GAZA (Arrahmah.id) – Surat kabar Haaretz yang berbasis di wilayah pendudukan “Israel” menerbitkan laporan tentang pengalaman seorang dokter bedah asal Inggris yang menjadi relawan di Gaza. Dalam laporannya, sang dokter menyebut bahwa tingkat kehancuran dan penderitaan kemanusiaan yang ia saksikan di wilayah tersebut tidak pernah terjadi sebelumnya dan tak tertandingi dibandingkan dengan daerah-daerah konflik lain tempat ia pernah bertugas.
Dr. Tomo Potocar, seorang ahli bedah sukarelawan asal Inggris, mengatakan kepada jurnalis Nir Hasson—penulis laporan untuk Haaretz—bahwa kondisi yang ia temui di Gaza jauh melampaui apa yang ia alami di wilayah-wilayah konflik seperti Ukraina, Suriah, dan Yaman.
Serangan Udara dan Evakuasi Terus-Menerus
Selama sepekan terakhir, Potocar bekerja di dua rumah sakit di Gaza bagian selatan. Salah satunya terkena serangan udara “Israel” dan kemudian dievakuasi. Rumah sakit lainnya rusak akibat serpihan bom dari serangan yang terjadi di dekatnya, sebelum akhirnya wilayah sekitarnya—yang dihuni ratusan ribu warga sipil—juga diperintahkan untuk dikosongkan.
Dalam pernyataannya kepada Haaretz, Potocar menggambarkan situasi medis dan kemanusiaan sebagai bencana total. Ia menyebut bahwa mayoritas korban luka menderita kombinasi mematikan antara cedera serius dan malnutrisi parah, yang membuat proses penyembuhan menjadi sangat sulit dan meningkatkan risiko infeksi.
Ia mengungkapkan bahwa rumah sakit tempat ia bekerja sempat menjadi sasaran serangan udara, dengan roket jatuh tepat di dalam kompleks rumah sakit. Serangan itu memicu kepanikan luar biasa di antara pasien dan tenaga medis. Mereka yang mampu, segera meninggalkan lokasi.
Meskipun sebagian staf medis kembali keesokan harinya, tiga serangan lanjutan akhirnya memaksa penghentian total operasi rumah sakit. Para pasien dan staf yang tersisa pun dievakuasi.
Kisah-Kisah Menggugah Hati
Di antara kisah-kisah memilukan yang disampaikan Potocar adalah tentang seorang anak laki-laki berusia dua tahun yang mengalami luka parah di kakinya dan sedang menunggu operasi. Setelah evakuasi, kontak dengan keluarganya terputus, dan hingga kini tidak diketahui apakah ia sempat dioperasi atau tidak.
Ia juga menceritakan tentang seorang wanita yang terluka parah, namun belum mengetahui bahwa seluruh anggota keluarganya tewas dalam serangan yang sama.
Potocar kemudian dipindahkan ke Rumah Sakit Al-Amal yang dikelola oleh Palang Merah.
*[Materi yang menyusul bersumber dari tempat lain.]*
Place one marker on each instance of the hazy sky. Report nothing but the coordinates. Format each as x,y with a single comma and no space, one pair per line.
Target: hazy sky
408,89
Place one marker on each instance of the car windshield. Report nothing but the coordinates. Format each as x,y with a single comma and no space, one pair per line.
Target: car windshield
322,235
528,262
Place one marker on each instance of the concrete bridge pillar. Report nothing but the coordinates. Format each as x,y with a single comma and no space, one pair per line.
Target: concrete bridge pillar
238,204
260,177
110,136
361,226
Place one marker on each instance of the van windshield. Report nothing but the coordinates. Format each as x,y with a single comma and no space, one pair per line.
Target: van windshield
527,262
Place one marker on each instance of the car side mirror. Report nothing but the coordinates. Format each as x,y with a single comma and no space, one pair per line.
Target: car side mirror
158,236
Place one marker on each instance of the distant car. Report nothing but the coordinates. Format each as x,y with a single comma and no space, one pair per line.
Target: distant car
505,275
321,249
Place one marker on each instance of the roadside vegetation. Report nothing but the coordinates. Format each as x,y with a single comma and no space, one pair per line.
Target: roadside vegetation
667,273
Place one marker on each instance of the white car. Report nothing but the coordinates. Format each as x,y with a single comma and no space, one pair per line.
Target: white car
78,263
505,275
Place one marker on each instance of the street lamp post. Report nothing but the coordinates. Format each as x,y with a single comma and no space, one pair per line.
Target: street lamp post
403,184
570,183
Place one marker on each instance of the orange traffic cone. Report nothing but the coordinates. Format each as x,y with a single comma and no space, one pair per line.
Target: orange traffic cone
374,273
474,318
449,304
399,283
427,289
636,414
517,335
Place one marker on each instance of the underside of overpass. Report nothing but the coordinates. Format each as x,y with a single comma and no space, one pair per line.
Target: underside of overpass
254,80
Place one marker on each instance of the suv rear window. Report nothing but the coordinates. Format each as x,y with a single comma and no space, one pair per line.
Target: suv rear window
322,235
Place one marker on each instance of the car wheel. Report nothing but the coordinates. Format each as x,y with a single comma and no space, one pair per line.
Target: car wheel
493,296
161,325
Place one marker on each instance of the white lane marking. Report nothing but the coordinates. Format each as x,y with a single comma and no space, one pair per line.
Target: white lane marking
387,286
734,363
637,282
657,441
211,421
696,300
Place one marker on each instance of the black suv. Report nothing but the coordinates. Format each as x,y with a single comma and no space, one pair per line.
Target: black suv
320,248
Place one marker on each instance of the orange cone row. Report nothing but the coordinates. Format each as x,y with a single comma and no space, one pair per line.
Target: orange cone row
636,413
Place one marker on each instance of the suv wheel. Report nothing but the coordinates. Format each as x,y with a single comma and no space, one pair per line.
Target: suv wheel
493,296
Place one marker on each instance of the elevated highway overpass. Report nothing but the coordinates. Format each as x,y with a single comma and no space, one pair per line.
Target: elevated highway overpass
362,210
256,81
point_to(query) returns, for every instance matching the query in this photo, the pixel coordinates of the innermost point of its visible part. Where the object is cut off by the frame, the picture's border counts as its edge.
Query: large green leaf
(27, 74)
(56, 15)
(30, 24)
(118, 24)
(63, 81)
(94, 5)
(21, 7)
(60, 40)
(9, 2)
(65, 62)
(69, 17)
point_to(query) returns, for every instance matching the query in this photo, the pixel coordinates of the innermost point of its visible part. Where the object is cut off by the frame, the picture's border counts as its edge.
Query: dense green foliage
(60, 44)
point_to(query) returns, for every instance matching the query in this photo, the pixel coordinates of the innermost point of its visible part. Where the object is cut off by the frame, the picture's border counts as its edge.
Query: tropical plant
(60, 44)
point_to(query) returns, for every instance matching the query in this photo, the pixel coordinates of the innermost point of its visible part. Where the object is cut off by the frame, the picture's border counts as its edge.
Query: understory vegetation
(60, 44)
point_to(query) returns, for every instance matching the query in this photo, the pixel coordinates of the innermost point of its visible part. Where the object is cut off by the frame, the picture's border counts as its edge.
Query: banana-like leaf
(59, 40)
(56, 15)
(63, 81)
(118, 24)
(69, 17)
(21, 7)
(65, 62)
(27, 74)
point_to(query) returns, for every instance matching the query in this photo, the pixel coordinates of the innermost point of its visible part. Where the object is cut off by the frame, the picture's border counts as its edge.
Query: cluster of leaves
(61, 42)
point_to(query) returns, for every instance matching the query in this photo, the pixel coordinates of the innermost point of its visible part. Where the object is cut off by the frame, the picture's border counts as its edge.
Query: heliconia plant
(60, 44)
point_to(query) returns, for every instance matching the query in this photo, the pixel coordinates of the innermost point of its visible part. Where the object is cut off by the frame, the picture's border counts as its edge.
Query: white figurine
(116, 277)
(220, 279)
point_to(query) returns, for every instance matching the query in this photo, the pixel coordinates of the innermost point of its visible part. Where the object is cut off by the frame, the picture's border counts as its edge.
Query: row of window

Namun tempat itu pun tidak aman sepenuhnya, karena serpihan dari serangan udara jatuh hanya 400 meter dari rumah sakit dan mengenai bagian instalasi gawat darurat, meski tidak menimbulkan korban jiwa.
Kondisi Gizi yang Memprihatinkan
Potocar memperingatkan bahwa malnutrisi akut di kalangan warga akibat blokade yang terus berlangsung menyebabkan sistem kekebalan tubuh mereka melemah drastis. Tubuh tidak mampu memproduksi darah baru atau menyembuhkan luka sebagaimana mestinya.
“Orang-orang tidak bisa menghasilkan darah baru. Tubuh mereka mulai mencerna protein alih-alih lemak untuk mendapatkan energi. Setiap luka menjadi beban tambahan bagi tubuh,” ungkapnya.
Dengan nada penuh duka, Potocar menegaskan bahwa warga sipil—termasuk wanita, anak-anak, lansia, dan penyandang disabilitas—menghadapi penderitaan yang melampaui batas nalar. Ia mengaku setiap hari mendengar kabar bahwa koleganya kehilangan anggota keluarga, atau justru mendapati kerabat mereka datang sebagai pasien luka-luka.
Menjelang akhir wawancaranya, ia menerima pemberitahuan dari PBB yang memerintahkan evakuasi total wilayah tersebut, di tengah kekhawatiran akan serangan besar-besaran yang telah diumumkan oleh militer penjajah “Israel”.